Department of Clinical Epidemiology, Aarhus Universitetshospital, Aarhus N, Denmark
Department of Anesthesiology, Regional Hospital West Jutland, Herning, Denmark.
BMJ Open. 2019 Nov 21;9(11):e032964. doi: 10.1136/bmjopen-2019-032964.
It is unknown whether preoperative use of ACE inhibitors (ACE-I) or angiotensin receptor blockers (ARBs) affects the risk of acute kidney injury (AKI) after colorectal cancer (CRC) surgery. We assessed the impact of preoperative ACE-I/ARB use on risk of AKI after CRC surgery.
Observational cohort study. Patients were divided into three exposure groups-current, former and non-users-through reimbursed prescriptions within 365 days before the surgery. AKI within 7 days after surgery was defined according to the current Kidney Disease Improving Global Outcome consensus criteria.
Population-based Danish medical databases.
A total of 9932 patients undergoing incident CRC surgery during 2005-2014 in northern Denmark were included through the Danish Colorectal Cancer Group Database.
We computed cumulative incidence proportions (risk) of AKI with 95% CIs for current, former and non-users of ACE-I/ARB, including death as a competing risk. We compared current and former users with non-users by computing adjusted risk ratios (aRRs) using log-binomial regression adjusted for demographics, comorbidities and CRC-related characteristics.
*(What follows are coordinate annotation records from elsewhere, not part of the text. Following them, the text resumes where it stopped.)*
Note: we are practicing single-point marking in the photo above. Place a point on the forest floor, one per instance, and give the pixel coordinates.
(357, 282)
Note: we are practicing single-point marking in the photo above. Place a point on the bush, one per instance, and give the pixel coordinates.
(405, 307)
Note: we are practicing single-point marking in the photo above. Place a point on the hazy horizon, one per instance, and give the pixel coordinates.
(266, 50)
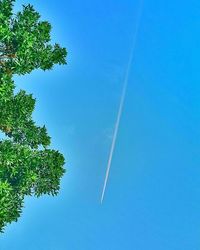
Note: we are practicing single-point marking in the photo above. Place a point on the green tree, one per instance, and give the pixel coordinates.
(27, 165)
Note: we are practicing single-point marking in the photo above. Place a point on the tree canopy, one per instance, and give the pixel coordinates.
(27, 165)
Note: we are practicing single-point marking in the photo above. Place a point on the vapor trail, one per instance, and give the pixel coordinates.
(125, 83)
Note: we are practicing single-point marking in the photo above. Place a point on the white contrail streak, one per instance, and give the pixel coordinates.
(125, 83)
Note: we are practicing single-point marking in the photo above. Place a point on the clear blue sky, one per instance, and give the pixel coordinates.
(152, 200)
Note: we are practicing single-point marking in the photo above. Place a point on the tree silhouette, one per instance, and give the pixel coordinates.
(27, 165)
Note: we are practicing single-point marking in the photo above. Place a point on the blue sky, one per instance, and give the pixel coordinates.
(152, 199)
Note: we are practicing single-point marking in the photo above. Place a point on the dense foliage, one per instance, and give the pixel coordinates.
(27, 165)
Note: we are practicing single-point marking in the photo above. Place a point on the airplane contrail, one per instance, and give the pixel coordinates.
(125, 83)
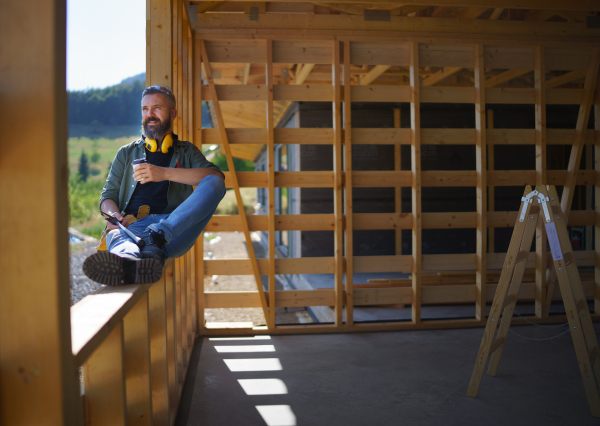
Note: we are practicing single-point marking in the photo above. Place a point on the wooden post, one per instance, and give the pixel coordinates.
(491, 189)
(178, 321)
(197, 135)
(38, 379)
(575, 158)
(157, 316)
(172, 350)
(480, 157)
(137, 364)
(178, 63)
(597, 208)
(415, 124)
(161, 48)
(271, 182)
(104, 382)
(337, 190)
(540, 179)
(398, 188)
(234, 180)
(348, 187)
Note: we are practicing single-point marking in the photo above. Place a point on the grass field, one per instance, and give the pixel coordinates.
(100, 149)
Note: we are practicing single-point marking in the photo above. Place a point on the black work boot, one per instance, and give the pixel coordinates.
(154, 241)
(109, 269)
We stratified the analyses of ACE-I/ARB users to address any difference in impact within relevant subgroups.
Twenty-one per cent were ACE-I/ARB current users, 6.4% former users and 72.3% non-users. The 7-day postoperative AKI risk for current, former and non-users was 26.4% (95% CI 24.6% to 28.3%), 25.2% (21.9% to 28.6%) and 17.8% (17.0% to 18.7%), respectively. The aRRs of AKI were 1.20 (1.09 to 1.32) and 1.16 (1.01 to 1.34) for current and former users, compared with non-users. The relative risk of AKI in current compared with non-users was consistent in all subgroups, except for higher aRR in patients with a history of hypertension.
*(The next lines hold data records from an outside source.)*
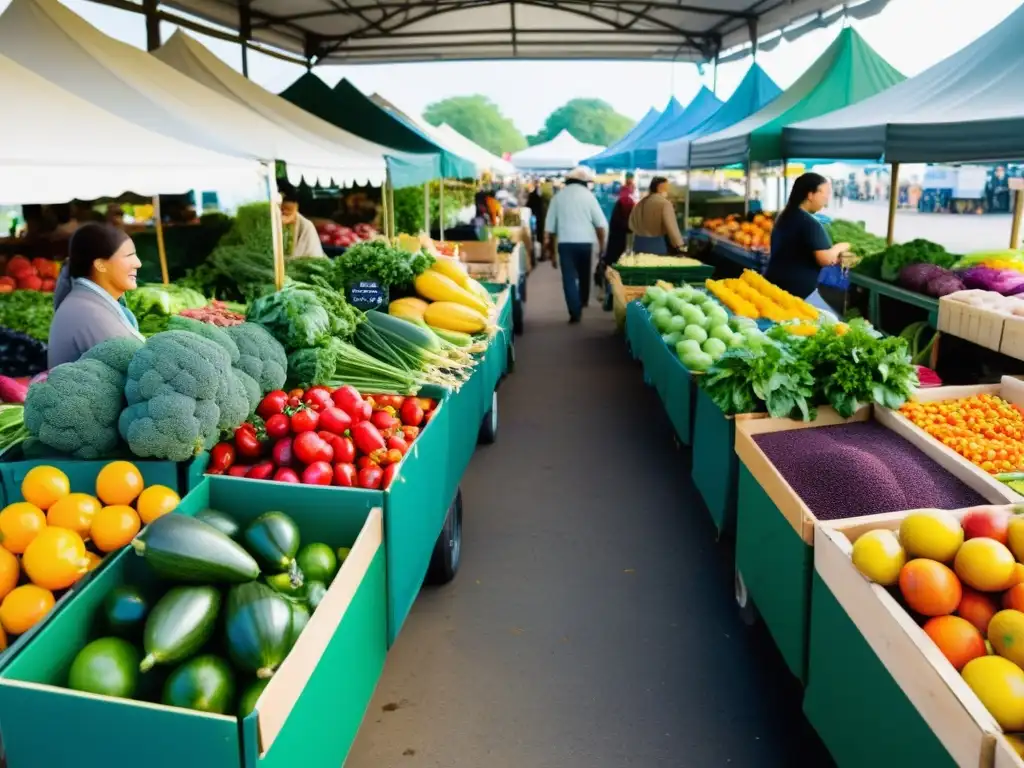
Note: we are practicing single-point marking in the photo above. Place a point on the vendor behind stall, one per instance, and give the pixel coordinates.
(88, 299)
(301, 240)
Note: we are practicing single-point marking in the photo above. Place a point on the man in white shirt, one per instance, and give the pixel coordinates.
(573, 223)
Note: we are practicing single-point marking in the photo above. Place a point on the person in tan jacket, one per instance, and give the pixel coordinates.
(653, 221)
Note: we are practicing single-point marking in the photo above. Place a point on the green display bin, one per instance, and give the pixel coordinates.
(311, 710)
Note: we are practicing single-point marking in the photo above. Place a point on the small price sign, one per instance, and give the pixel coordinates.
(367, 294)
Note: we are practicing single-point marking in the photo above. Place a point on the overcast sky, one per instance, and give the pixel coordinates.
(910, 34)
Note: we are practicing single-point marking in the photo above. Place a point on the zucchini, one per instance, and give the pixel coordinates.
(204, 684)
(179, 625)
(221, 521)
(258, 623)
(273, 541)
(183, 549)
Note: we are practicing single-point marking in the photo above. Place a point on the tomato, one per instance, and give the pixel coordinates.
(272, 402)
(221, 457)
(309, 448)
(278, 426)
(304, 420)
(317, 473)
(261, 471)
(367, 437)
(286, 474)
(317, 398)
(333, 419)
(344, 474)
(246, 441)
(411, 413)
(371, 477)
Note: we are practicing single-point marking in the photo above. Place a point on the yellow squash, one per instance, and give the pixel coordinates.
(452, 315)
(436, 287)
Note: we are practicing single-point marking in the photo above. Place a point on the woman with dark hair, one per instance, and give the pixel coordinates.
(800, 245)
(653, 221)
(88, 299)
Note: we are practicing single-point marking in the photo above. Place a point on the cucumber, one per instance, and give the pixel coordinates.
(247, 704)
(317, 562)
(183, 549)
(125, 609)
(221, 521)
(179, 625)
(205, 684)
(412, 332)
(258, 623)
(108, 667)
(273, 541)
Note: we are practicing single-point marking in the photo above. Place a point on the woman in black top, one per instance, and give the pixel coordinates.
(800, 245)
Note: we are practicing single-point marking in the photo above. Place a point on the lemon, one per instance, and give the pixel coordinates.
(931, 534)
(879, 555)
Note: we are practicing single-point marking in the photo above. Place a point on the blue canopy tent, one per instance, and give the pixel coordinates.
(754, 91)
(600, 161)
(643, 154)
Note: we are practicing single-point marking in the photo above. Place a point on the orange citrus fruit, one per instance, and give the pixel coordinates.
(19, 523)
(44, 486)
(24, 607)
(114, 527)
(119, 482)
(74, 512)
(999, 685)
(155, 502)
(984, 564)
(55, 559)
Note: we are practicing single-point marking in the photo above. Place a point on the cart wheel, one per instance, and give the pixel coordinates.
(448, 550)
(488, 428)
(748, 610)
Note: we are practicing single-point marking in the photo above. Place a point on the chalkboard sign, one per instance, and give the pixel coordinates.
(367, 294)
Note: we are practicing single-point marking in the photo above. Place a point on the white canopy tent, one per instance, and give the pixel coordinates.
(561, 153)
(108, 155)
(55, 43)
(190, 57)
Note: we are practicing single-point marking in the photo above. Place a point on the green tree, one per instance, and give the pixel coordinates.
(477, 118)
(590, 120)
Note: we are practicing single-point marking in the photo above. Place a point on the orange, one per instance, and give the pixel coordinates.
(155, 502)
(984, 564)
(1006, 633)
(999, 685)
(19, 523)
(24, 607)
(74, 512)
(119, 482)
(978, 608)
(114, 527)
(930, 588)
(44, 486)
(55, 559)
(958, 640)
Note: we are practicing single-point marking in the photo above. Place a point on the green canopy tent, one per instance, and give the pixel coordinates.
(417, 158)
(848, 72)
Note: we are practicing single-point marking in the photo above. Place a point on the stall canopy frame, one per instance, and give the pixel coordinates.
(392, 31)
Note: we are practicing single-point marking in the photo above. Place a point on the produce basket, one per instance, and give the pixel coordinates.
(312, 707)
(902, 702)
(775, 526)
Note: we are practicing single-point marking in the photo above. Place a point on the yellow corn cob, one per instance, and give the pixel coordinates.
(434, 286)
(452, 315)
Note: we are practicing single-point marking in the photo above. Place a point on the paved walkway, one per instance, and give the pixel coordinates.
(592, 624)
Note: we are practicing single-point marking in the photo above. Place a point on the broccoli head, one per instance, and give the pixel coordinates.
(262, 356)
(76, 409)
Being a current or former user of ACE-I/ARBs is associated with an increased risk of postoperative AKI compared with non-users. Although it may not be a drug effect, users of ACE-I/ARBs should be considered a risk group for postoperative AKI.
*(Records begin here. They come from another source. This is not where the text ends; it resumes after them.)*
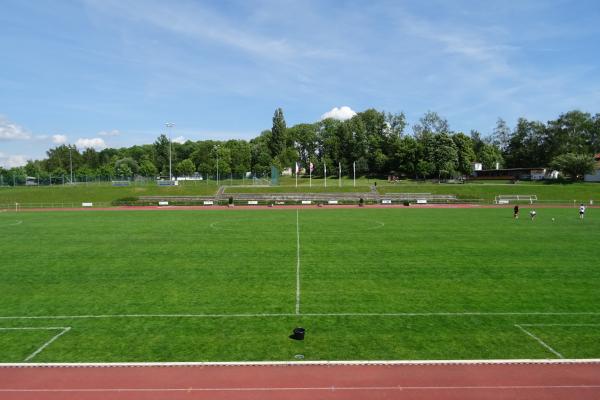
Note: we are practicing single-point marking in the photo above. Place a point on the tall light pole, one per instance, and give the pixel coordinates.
(217, 151)
(71, 163)
(170, 125)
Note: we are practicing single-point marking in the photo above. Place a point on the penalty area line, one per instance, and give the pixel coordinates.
(540, 341)
(63, 330)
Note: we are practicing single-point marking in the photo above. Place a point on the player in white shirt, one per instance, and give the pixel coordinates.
(581, 211)
(532, 214)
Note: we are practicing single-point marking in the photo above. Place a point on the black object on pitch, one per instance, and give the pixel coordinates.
(298, 334)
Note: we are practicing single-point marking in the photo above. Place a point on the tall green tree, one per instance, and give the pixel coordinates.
(574, 165)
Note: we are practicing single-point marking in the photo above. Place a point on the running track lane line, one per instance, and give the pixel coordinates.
(440, 382)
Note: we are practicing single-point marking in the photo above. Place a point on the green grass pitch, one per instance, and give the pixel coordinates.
(374, 284)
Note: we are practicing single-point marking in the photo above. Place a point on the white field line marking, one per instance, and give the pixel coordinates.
(18, 222)
(379, 225)
(540, 341)
(63, 330)
(300, 388)
(297, 263)
(272, 315)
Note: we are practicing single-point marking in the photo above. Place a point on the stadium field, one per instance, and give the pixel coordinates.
(366, 284)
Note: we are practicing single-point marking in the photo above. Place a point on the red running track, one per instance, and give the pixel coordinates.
(299, 382)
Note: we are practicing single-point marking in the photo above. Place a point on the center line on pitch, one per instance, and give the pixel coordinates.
(297, 263)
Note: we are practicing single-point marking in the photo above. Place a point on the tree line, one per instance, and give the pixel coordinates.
(373, 142)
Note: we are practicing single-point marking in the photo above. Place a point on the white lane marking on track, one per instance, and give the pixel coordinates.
(540, 341)
(297, 262)
(262, 315)
(63, 330)
(301, 388)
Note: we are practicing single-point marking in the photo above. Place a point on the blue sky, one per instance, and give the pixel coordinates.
(111, 73)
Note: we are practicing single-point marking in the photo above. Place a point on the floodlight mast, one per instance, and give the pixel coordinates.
(217, 151)
(170, 125)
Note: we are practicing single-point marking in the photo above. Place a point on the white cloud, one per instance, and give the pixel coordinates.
(343, 113)
(59, 139)
(11, 161)
(94, 143)
(11, 131)
(114, 132)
目前尚不清楚术前使用血管紧张素转换酶抑制剂(ACE-I)或血管紧张素受体阻滞剂(ARB)是否会增加结直肠癌(CRC)手术后急性肾损伤(AKI)的风险。我们评估了术前 ACE-I/ARB 使用对 CRC 手术后 AKI 风险的影响。
观察性队列研究。患者通过手术前 365 天内的报销处方被分为三组暴露组:当前、既往和非使用者。根据目前的肾脏病改善全球结局共识标准,术后 7 天内发生 AKI。
基于人群的丹麦医疗数据库。
纳入了 2005 年至 2014 年期间在丹麦北部接受初次 CRC 手术的共 9932 例患者,通过丹麦结直肠癌组数据库进行。
我们计算了 ACE-I/ARB 当前、既往和非使用者的 AKI 累积发生率(风险),并计算了包括死亡在内的竞争风险的 95%置信区间。我们通过使用对数二项式回归调整了人口统计学、合并症和 CRC 相关特征,计算了当前和既往使用者与非使用者的调整风险比(aRR),以比较当前和既往使用者与非使用者的风险。我们对 ACE-I/ARB 使用者进行分层分析,以解决相关亚组内影响的差异。
21%的患者是 ACE-I/ARB 当前使用者,6.4%的患者是 ACE-I/ARB 既往使用者,72.3%的患者是非使用者。当前、既往和非使用者的术后 7 天 AKI 风险分别为 26.4%(95%CI 24.6%至 28.3%)、25.2%(21.9%至 28.6%)和 17.8%(17.0%至 18.7%)。与非使用者相比,AKI 的 aRR 分别为 1.20(1.09 至 1.32)和 1.16(1.01 至 1.34)。当前使用者与非使用者相比,AKI 的相对风险在除了高血压病史患者中 aRR 较高之外的所有亚组中均一致。
与非使用者相比,当前或既往 ACE-I/ARB 使用者发生术后 AKI 的风险增加。尽管这可能不是药物作用,但 ACE-I/ARB 的使用者应被视为术后 AKI 的高危人群。